How The White Establishment Waged A 'War' On Chinese Restaurants In The U.S.

Chinese restaurants are now an American staple, but in the past some Americans tried to shut them down.
Mpaolycarlobeth/Wikimedia Commons

In 1882, Congress passed the Chinese Exclusion Act, which barred Chinese immigrants from entering the U.S. for decades. Some white Americans worried that Chinese laborers would steal their jobs and hijack their opportunity.

And this xenophobic fear carried over to the restaurant industry. Chinese restaurants — known by some at the time as "chop suey houses" — were understood to be a good value, offering inexpensive meals in an exotic setting.

"The economic menace [of Chinese restaurants] was twofold," says Chin. "First, if Chinese people had the opportunity to earn a living, then they might stay.
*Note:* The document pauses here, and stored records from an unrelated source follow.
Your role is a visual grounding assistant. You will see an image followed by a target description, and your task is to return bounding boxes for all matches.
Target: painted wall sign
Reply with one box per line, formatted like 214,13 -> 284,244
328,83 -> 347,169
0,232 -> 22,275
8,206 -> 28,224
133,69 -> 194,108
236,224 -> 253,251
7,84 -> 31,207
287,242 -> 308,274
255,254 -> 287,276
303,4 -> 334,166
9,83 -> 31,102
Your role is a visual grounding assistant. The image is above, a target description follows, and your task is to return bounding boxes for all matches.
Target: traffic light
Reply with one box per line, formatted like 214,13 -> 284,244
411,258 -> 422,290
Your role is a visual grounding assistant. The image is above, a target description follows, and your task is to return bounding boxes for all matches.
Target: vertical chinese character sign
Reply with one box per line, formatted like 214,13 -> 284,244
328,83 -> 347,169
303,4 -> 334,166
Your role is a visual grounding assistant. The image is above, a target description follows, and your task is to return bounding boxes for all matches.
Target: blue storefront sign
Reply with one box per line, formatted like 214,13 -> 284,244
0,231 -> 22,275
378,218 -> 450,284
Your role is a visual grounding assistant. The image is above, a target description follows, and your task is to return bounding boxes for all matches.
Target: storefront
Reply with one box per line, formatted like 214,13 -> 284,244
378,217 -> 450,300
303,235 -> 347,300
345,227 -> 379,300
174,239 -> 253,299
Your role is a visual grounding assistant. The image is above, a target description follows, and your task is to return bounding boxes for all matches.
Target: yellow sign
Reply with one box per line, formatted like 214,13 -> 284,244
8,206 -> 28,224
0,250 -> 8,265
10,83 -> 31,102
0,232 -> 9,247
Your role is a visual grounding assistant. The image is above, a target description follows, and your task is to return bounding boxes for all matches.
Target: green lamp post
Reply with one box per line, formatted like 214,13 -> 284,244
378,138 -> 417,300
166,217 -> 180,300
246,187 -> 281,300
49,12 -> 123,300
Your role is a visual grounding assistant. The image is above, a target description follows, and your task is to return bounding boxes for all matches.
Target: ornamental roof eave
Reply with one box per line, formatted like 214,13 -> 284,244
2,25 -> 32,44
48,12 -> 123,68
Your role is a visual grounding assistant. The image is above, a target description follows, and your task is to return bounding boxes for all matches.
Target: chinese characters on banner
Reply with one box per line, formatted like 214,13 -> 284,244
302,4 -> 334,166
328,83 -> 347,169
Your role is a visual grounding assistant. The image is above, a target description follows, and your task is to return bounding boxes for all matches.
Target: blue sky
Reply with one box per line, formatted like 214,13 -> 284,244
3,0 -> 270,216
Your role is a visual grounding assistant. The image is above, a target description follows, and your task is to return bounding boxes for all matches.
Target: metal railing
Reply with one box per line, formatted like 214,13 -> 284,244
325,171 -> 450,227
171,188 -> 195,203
And their communities would continue to exist, and the Chinese presence, which many objected to, would continue."

The second thing, says Chin, is that "if Chinese restaurants made Chinese food available at a relatively low price and then American restaurants wouldn't be able to compete, either the wage scales for American restaurants would have to go down or they would close."

And then, there was the pervasive idea that Chinese men were lecherous threats to white women. Chinese restaurants were considered "dens of vice," Chin says, where white women were at risk of moral corruption by way of sex, opium and alcohol.
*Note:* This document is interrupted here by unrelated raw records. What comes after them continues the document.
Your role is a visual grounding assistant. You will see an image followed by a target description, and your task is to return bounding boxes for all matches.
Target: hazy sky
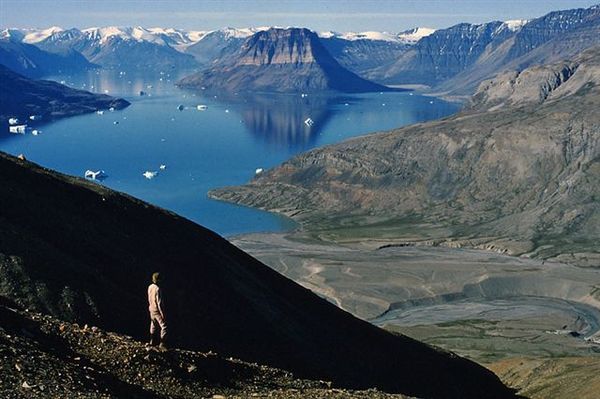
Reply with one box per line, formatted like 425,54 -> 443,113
0,0 -> 599,32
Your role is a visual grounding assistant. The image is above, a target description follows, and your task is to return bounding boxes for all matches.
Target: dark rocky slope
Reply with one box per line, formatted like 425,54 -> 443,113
0,38 -> 98,78
211,48 -> 600,256
0,297 -> 406,399
362,6 -> 600,95
0,154 -> 512,398
0,65 -> 129,126
178,28 -> 390,93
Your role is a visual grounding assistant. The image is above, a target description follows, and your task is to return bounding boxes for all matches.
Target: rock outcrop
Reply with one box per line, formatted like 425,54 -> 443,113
210,49 -> 600,256
0,154 -> 512,398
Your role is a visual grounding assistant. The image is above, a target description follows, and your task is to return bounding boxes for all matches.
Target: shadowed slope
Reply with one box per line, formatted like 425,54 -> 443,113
178,28 -> 390,93
0,155 -> 512,398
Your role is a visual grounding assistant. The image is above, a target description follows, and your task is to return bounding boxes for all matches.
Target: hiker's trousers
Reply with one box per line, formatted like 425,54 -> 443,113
150,312 -> 167,341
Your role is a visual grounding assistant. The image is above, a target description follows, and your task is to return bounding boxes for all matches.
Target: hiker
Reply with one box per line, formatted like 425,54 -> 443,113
148,272 -> 167,349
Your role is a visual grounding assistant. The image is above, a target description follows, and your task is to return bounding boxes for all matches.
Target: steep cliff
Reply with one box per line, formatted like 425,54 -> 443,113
178,28 -> 389,92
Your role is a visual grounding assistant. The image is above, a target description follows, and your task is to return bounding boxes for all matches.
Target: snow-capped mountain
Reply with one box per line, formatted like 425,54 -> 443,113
363,6 -> 600,94
22,26 -> 64,44
29,26 -> 197,70
180,27 -> 269,65
179,28 -> 388,93
319,28 -> 435,44
396,27 -> 435,44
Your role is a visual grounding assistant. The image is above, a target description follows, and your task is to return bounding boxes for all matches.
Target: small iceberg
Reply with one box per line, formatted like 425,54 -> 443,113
8,125 -> 27,134
142,170 -> 158,180
84,169 -> 107,180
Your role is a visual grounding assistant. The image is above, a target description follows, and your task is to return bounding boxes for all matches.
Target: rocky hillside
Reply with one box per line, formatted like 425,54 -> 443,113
0,65 -> 129,127
178,28 -> 389,93
0,154 -> 512,398
211,49 -> 600,257
0,297 -> 406,399
320,36 -> 410,77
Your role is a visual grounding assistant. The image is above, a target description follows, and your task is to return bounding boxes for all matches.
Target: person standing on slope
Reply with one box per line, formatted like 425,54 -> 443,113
148,272 -> 167,349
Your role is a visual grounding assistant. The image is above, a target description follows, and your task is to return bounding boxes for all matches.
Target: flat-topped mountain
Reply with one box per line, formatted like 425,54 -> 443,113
0,65 -> 129,126
362,6 -> 600,95
178,28 -> 389,92
211,48 -> 600,257
0,34 -> 98,78
0,154 -> 512,398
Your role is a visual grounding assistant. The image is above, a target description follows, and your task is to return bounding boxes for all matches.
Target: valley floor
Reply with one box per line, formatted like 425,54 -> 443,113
231,233 -> 600,398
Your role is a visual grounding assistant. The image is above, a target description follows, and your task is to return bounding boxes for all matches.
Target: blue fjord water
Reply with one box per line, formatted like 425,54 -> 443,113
0,71 -> 458,236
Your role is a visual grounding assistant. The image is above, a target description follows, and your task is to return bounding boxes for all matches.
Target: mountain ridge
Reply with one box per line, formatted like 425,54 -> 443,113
0,154 -> 513,398
209,48 -> 600,261
178,28 -> 392,93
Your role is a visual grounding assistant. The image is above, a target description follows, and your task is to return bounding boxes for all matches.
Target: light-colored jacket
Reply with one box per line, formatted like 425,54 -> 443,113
148,284 -> 165,319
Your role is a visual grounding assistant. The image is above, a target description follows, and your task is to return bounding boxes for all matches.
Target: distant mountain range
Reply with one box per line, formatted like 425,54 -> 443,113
178,28 -> 389,93
0,35 -> 98,78
209,45 -> 600,260
0,153 -> 515,399
0,6 -> 600,95
0,26 -> 434,70
363,6 -> 600,94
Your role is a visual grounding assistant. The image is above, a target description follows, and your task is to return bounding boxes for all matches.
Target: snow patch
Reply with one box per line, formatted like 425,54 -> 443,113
397,27 -> 436,44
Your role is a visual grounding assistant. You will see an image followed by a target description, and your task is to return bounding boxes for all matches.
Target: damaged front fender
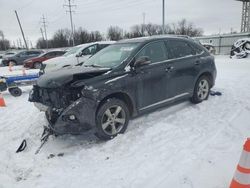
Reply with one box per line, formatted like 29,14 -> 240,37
47,97 -> 97,134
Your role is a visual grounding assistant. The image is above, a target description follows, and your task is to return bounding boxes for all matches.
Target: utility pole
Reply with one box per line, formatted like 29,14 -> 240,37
142,12 -> 146,36
15,10 -> 29,50
142,12 -> 146,25
41,15 -> 49,49
40,28 -> 46,48
0,31 -> 6,50
162,0 -> 165,35
63,0 -> 76,46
I talked with Chin about his research and how anti-immigrant sentiment can manifest itself in even the most "creative" of methods. He told me about six different ways that Chinese restaurants were targeted:

1. Race riots

There were Chinese communities expelled from Western and Mountain States through race riots, Chin says, where Chinese restaurateurs or miners were beaten or quite literally burned from their homes.

2. Boycotts 

Unions representing cooks, waiters and bartenders organized largely unsuccessful boycotts against Chinese restaurants in many places, including Massachusetts, Arizona, California, Montana, Minnesota and Ohio. The unions imposed fines on union members who ate at Chinese restaurants, Chin says, but couldn't keep their members from eating there: "Individual members of the public had incentives to cheat because the food was understood to be a good value at the time."
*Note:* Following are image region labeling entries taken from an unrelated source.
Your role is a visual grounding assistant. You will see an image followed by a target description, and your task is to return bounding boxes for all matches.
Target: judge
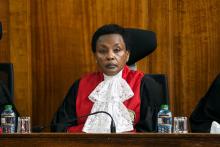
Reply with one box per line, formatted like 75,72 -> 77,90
51,24 -> 162,133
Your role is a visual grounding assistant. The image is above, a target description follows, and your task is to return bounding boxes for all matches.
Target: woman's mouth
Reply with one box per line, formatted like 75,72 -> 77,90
105,64 -> 117,69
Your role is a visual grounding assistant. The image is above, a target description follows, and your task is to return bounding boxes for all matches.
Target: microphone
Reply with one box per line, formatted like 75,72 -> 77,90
32,111 -> 116,133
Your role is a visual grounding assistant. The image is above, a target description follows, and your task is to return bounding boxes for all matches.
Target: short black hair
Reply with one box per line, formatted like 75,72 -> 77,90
92,24 -> 129,53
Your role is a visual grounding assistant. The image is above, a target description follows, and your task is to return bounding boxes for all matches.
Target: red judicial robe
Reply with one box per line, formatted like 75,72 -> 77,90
51,66 -> 163,132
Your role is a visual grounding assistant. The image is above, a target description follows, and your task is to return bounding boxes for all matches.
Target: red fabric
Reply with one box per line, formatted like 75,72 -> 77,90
68,66 -> 144,132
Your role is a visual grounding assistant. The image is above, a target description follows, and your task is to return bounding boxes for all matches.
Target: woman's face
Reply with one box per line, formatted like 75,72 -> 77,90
95,34 -> 129,76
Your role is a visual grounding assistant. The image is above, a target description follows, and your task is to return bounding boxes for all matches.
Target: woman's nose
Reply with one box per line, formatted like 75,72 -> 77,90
107,51 -> 115,60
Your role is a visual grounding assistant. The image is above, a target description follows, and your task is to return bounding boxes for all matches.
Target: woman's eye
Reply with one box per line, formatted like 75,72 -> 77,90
114,48 -> 121,53
98,49 -> 106,53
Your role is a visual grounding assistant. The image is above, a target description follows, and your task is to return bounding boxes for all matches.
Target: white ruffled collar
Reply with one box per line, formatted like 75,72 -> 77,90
83,71 -> 134,133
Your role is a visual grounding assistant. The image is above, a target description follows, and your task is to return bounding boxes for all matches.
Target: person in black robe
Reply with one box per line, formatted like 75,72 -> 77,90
51,23 -> 165,132
189,74 -> 220,133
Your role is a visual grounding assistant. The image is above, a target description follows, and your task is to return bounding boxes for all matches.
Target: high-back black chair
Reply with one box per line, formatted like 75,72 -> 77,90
0,63 -> 14,101
126,28 -> 169,104
147,74 -> 170,105
0,63 -> 19,120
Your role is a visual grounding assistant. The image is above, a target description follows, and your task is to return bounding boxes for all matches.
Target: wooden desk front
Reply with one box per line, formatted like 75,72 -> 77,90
0,133 -> 220,147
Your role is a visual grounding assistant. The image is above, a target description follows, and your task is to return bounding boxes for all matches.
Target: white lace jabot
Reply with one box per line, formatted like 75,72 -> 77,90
83,71 -> 134,133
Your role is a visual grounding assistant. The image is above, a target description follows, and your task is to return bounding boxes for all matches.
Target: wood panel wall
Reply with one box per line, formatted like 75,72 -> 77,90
0,0 -> 220,129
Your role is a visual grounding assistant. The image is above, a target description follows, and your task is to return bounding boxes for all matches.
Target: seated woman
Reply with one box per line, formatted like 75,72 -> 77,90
189,74 -> 220,133
51,24 -> 162,133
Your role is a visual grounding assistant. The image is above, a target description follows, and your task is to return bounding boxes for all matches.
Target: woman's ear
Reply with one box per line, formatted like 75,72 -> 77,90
126,50 -> 130,62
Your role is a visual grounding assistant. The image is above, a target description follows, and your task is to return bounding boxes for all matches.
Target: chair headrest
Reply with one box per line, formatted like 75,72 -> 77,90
125,28 -> 157,65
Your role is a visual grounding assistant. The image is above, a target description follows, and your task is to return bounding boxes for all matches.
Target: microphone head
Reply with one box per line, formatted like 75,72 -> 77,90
32,126 -> 45,133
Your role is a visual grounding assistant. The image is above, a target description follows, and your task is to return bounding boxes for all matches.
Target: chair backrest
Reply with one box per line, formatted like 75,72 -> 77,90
0,63 -> 14,101
147,74 -> 170,105
0,21 -> 3,40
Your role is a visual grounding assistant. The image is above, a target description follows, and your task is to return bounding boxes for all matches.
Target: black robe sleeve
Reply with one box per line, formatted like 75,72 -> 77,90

And, Chin points out, for the most part, these unions weren't trying to enlist Chinese restaurant workers to join their ranks. Instead, they were vying for Chinese employees to be replaced by white workers.

3. A peculiar law

When boycotts were largely unsuccessful, the unions turned to the legal system. At the American Federation of Labor's 1913 convention, organizers proposed that all states should pass laws that barred white women from working or patronizing Chinese or Japanese restaurants for both moral and economic reasons, Chin says. (A similar law had been enacted in Saskatchewan, Canada, and upheld by Canada's Supreme Court.)